Not really. Anything that has the name Bush in a survey (unless it's asking about Brother Jeb down Florida way) will pretty much have zero effects from now until after he finishes off this (thank every known Diety in the Universe) last term of his Presidency. Bush 43 has lame-ducked himself into the Sea of Oblivion, with Democrats simply dismissing him as a bad mirage and the GOP sharks circling in anticipation of the day after Election Day, 2006, when pretty much everyone can finally stop bowing and scraping to him.

But those Pew numbers aren't completely useless. Here is the section that really caught my eye, with emphases mine:
The deep and enduring differences over Bush's presidency are once again evident in attitudes toward government's response to the disaster. Fully 85% of Democrats and 71% of independents think the president could have done more to get aid to hurricane victims flowing more quickly. Republicans, on balance, feel the president did all he could to get relief efforts going, but even among his own partisans 40% say he could have done more.

Similarly, Democrats are much more critical than Republicans of the federal government's handling of the disaster. Roughly three-quarters of Democrats (76%) rate the federal government's efforts in this area as only fair or poor. Most Republicans (63%) give the federal government positive marks for its response to the hurricane.

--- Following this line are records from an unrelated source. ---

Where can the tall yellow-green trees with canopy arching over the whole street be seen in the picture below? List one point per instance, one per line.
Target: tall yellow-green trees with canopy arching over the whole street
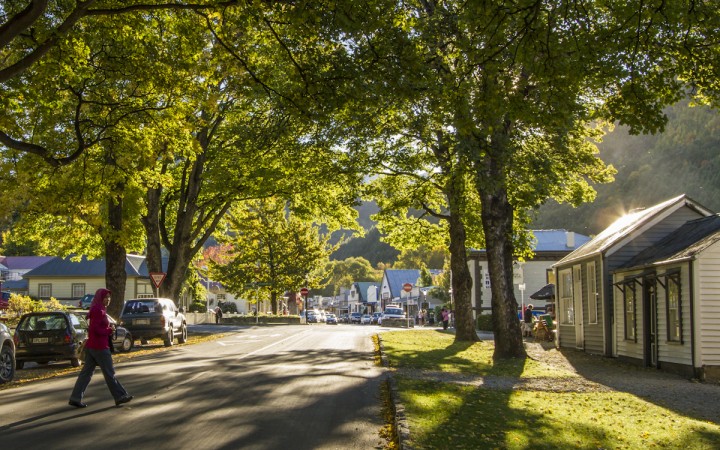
(131, 125)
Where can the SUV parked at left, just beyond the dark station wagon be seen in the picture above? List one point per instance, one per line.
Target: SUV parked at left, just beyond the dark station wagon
(149, 318)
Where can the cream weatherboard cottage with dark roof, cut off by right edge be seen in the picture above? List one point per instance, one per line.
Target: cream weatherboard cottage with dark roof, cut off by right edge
(667, 308)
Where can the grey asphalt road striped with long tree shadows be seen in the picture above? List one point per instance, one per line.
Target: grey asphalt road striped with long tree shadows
(283, 387)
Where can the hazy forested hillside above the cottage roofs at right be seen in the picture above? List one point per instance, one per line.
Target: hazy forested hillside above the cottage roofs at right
(685, 159)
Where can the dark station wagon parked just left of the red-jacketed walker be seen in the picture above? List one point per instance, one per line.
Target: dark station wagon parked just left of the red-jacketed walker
(50, 336)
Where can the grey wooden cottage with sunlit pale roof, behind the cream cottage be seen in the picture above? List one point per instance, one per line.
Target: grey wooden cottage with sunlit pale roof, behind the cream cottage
(586, 303)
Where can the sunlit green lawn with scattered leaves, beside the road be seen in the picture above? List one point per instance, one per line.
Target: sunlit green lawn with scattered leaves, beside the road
(450, 416)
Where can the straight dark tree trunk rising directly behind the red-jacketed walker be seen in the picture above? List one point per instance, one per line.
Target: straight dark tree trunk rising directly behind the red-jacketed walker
(115, 257)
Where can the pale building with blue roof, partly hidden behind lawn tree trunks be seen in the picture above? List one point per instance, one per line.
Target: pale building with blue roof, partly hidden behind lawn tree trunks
(532, 274)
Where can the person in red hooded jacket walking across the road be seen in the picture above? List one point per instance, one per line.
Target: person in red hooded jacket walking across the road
(97, 353)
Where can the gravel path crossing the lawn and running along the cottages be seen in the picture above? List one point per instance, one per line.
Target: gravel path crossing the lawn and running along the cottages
(600, 374)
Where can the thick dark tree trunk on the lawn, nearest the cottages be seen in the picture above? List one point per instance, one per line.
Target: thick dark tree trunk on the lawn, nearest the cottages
(497, 220)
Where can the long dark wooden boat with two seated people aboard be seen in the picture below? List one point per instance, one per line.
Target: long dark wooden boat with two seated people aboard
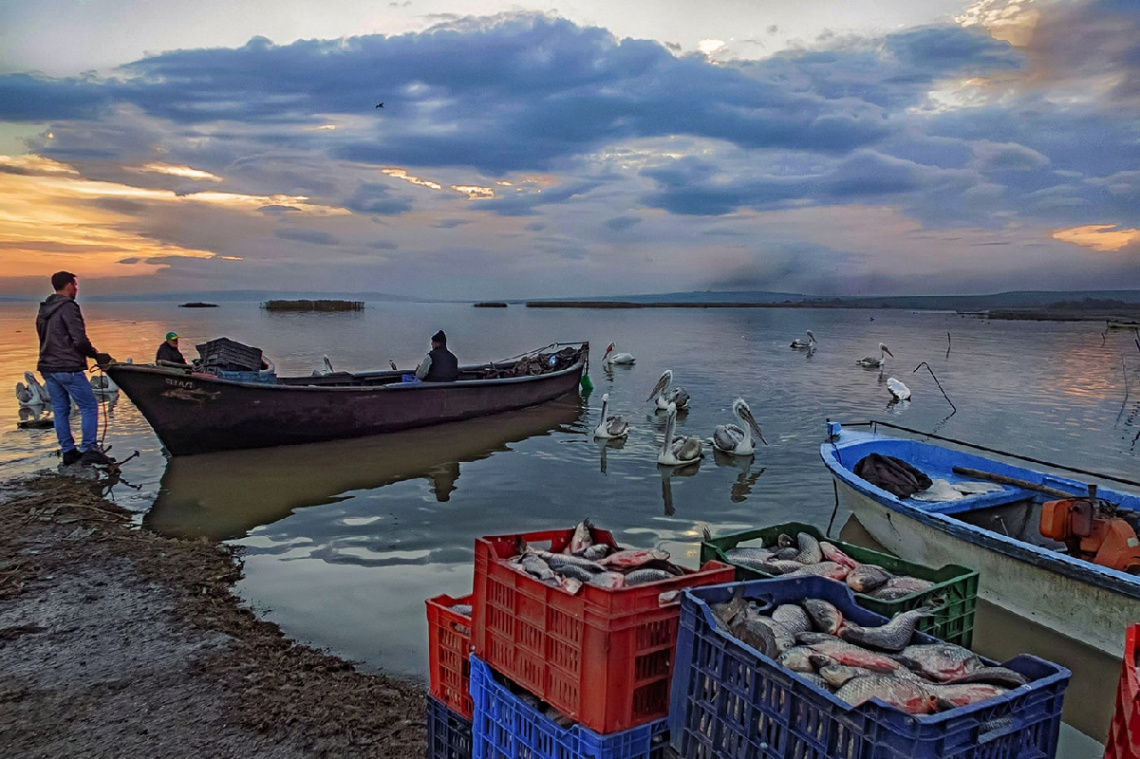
(198, 413)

More than half of Democrats (56%) say they feel less confident in the government's ability to handle a major terrorist attack as a result of this crisis. A 65% majority of Republicans say the government's response to Katrina had no effect on their views on this issue.
Did you catch those bits? This is the telling portion of the entire article, from what I can see. Any time the leader of the party only has 6 out of 10 from his base in support on any issue, that party is going to change leadership, or at least direction, very quickly. And without that broad base of screaming fans, the relationship with independents gets even more important, but with a 71% negative (even if only on this single issue), it doesn't look like they are getting on board.

The Bush Trust is finally in serious trouble. I just wish it wouldn't have taken a hurricane combined with massive loss of life, property, and happiness, not to mention the destruction of a good chunk of an American city, to make it happen.